If you do not play the violin or seen one up close, you may misconstrue that parts of the violin are not removable such as the bridge which can actually be moved rather easily and is just balanced in its place by the tension of the strings. Upon loosening the strings, the bridge will come off as it is not glued on.
Almost the entire violin can be taken apart just like it has been put together, which is why a very delicate part such as the neck needs to be well taken care of as without care, the violin’s neck can collapse and this would affect the string height and the violin being acoustically balanced or even in some more extreme cases, the violin would not be playable. Humidity plays a large role in the expansion and contraction process of the fingerboard/neck area. (For more on this, do read this article from Strings Magazine) As the neck is in constant pressure with the tightness of the strings pulled all the way from the end pin of the violin to the pegs at the other end, it is only a matter of time that the entire Neck angle is affected and not where it is supposed to be. And when the violin is played even more pressure is exerted with the fingers and the bow. That’s why it is important to keep the violin in an ideal environment. (A tip on care for this is to leave desiccant gels in the violin case if you live in a hot humid tropical country like me or during the more humid summer months.)

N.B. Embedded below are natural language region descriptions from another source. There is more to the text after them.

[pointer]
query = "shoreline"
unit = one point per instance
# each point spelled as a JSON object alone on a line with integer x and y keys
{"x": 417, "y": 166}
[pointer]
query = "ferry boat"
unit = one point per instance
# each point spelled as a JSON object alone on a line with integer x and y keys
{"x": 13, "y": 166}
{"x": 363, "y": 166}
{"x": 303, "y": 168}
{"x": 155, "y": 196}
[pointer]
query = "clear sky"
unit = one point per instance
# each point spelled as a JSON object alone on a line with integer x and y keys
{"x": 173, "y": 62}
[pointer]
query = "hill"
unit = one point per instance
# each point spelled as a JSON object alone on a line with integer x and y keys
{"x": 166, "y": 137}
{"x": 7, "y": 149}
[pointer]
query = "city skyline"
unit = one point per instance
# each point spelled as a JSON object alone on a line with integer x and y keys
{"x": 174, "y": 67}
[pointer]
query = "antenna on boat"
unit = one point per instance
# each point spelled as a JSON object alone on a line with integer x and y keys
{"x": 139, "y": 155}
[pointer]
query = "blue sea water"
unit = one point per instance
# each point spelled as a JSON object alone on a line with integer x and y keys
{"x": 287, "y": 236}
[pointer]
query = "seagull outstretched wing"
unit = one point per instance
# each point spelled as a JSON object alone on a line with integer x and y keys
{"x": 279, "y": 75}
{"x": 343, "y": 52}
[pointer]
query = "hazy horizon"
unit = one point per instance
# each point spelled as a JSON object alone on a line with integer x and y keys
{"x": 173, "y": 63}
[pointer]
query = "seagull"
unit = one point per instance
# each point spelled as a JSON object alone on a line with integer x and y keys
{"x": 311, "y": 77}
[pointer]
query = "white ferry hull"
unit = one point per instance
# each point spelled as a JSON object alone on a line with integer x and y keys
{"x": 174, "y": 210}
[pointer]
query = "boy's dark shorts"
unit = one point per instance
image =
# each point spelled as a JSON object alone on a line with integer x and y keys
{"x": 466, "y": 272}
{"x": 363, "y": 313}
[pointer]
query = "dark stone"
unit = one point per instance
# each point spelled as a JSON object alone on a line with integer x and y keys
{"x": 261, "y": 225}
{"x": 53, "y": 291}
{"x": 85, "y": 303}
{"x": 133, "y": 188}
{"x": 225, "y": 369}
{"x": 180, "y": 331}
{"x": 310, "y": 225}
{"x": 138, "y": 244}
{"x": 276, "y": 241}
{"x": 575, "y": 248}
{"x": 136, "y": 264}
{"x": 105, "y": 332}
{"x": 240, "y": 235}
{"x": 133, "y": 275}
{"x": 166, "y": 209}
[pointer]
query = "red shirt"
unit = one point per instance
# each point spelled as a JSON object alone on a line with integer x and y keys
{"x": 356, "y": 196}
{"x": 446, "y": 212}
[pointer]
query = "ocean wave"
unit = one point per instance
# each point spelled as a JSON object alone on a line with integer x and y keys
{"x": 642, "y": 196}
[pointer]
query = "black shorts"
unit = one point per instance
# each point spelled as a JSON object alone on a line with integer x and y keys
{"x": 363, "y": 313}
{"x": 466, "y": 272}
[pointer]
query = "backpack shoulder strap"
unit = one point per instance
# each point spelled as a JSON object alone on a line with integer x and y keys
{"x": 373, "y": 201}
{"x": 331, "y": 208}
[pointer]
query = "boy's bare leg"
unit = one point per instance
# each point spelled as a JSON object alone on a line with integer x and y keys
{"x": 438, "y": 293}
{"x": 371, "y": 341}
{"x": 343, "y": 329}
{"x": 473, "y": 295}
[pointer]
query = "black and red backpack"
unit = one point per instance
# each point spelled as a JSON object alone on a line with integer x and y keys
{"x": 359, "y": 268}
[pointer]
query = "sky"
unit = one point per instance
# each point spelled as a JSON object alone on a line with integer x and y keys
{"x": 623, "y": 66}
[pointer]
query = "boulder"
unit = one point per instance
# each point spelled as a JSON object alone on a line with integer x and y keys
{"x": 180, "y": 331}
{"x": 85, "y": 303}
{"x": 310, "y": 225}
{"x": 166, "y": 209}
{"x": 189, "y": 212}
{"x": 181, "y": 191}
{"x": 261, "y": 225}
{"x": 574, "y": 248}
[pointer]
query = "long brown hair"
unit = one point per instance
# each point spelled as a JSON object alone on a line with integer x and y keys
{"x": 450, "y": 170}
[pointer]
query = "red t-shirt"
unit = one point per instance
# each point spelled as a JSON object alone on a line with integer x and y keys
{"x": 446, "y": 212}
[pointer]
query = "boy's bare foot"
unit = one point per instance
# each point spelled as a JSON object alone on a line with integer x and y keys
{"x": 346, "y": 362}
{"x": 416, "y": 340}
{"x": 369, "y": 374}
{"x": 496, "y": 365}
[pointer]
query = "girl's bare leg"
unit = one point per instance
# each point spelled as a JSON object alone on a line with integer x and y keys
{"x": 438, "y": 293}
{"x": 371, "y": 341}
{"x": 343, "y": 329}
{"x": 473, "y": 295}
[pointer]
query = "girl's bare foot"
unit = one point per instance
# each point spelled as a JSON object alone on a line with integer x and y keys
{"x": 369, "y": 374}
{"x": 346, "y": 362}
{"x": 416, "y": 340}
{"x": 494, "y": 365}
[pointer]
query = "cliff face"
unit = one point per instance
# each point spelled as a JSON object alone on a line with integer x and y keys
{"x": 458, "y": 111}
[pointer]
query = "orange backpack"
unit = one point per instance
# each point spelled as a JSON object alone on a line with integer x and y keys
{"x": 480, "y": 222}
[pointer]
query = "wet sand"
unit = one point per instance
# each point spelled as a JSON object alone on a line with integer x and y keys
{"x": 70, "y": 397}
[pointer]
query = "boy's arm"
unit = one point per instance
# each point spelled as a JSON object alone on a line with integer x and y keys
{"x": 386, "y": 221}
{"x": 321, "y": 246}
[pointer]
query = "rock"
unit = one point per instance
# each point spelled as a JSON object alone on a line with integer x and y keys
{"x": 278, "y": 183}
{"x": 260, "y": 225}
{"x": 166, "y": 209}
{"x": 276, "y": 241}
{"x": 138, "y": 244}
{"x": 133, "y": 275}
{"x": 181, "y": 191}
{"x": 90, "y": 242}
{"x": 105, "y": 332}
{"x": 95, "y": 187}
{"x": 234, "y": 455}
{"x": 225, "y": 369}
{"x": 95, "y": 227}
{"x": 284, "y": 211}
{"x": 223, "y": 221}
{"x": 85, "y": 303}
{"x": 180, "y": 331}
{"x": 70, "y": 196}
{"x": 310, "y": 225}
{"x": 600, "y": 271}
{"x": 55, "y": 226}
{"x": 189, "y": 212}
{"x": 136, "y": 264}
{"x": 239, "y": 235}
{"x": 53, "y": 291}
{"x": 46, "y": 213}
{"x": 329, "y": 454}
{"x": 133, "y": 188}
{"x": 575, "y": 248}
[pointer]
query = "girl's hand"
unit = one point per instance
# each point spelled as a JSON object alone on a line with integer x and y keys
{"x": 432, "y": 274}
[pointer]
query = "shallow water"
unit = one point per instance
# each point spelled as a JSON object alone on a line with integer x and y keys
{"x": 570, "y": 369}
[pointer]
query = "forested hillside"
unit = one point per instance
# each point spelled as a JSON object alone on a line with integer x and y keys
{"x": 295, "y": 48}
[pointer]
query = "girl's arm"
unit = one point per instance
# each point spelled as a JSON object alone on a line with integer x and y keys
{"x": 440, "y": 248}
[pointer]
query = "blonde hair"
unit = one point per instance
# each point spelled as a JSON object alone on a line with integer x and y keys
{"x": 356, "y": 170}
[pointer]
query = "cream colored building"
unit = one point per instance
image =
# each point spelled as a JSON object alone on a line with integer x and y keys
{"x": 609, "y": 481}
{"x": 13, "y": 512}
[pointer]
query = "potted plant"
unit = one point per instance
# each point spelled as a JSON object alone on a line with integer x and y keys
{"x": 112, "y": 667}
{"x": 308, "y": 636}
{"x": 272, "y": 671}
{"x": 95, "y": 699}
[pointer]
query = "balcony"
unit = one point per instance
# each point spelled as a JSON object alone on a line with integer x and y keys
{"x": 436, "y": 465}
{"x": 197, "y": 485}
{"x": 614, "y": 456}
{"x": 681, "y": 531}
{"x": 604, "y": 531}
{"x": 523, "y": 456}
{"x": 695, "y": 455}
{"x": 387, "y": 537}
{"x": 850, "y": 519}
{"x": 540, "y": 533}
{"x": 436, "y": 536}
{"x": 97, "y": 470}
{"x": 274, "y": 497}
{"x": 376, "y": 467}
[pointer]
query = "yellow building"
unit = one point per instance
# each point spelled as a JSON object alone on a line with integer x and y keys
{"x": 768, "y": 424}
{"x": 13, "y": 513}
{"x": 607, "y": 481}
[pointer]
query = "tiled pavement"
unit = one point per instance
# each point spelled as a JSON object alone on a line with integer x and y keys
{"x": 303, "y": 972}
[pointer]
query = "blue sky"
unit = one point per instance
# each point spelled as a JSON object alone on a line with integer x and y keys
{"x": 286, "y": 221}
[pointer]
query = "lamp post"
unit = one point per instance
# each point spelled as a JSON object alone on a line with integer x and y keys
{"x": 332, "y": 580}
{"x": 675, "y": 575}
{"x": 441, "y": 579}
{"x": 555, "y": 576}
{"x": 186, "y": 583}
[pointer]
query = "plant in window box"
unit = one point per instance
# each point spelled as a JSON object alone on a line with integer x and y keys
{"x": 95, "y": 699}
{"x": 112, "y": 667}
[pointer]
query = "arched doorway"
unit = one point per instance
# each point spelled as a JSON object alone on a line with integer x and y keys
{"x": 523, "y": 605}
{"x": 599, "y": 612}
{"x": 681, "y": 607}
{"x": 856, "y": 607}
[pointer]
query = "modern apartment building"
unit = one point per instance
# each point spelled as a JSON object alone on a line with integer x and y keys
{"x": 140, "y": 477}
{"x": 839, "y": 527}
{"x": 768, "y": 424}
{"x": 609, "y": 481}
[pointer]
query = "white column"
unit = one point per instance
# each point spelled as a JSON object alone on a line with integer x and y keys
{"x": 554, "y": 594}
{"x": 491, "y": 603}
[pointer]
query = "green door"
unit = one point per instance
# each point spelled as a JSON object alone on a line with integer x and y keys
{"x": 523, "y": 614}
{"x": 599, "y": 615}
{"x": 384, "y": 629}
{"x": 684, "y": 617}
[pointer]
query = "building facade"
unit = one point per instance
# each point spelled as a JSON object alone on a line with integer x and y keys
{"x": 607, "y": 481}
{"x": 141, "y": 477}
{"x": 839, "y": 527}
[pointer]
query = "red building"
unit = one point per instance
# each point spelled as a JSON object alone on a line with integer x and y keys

During the Baroque period (1600-1750), where the fingerboard was shorter, the neck angle was also in a kinder position that the strings could be closer to the fingerboard. However, when the concert halls became larger than just chambers or rooms where the violin was being performed, more projection was needed and sought after. The fingerboard was extended to take in a higher range of notes for the compositions in the Romantic Period of Music (late 18th and early 19th century) radically changed the angle and position of the neck of the violin. Inserting and setting the neck had to ensure a more stable method. Do read Michael Darnton’s article on how to set a violin’s neck, he goes into great detail on the specific measurements and method.
If you suspect that your violin neck was not set correctly as it is visible that it veers towards an angle or to one side; if you feel difficulty pressing the strings than previously felt when u first got your violin, this could be due to changes in the string height. If it is ruled out not due to your bridge, do not despair as this can be repaired by a good violin luthier such as Andrew Carruthers who has extensive knowledge and experience with neck repairs. This repair could really alter the sound of a violin and it could be a night and day effect! So do go and check on your necks, you never know how your violin (or you) may be suffering.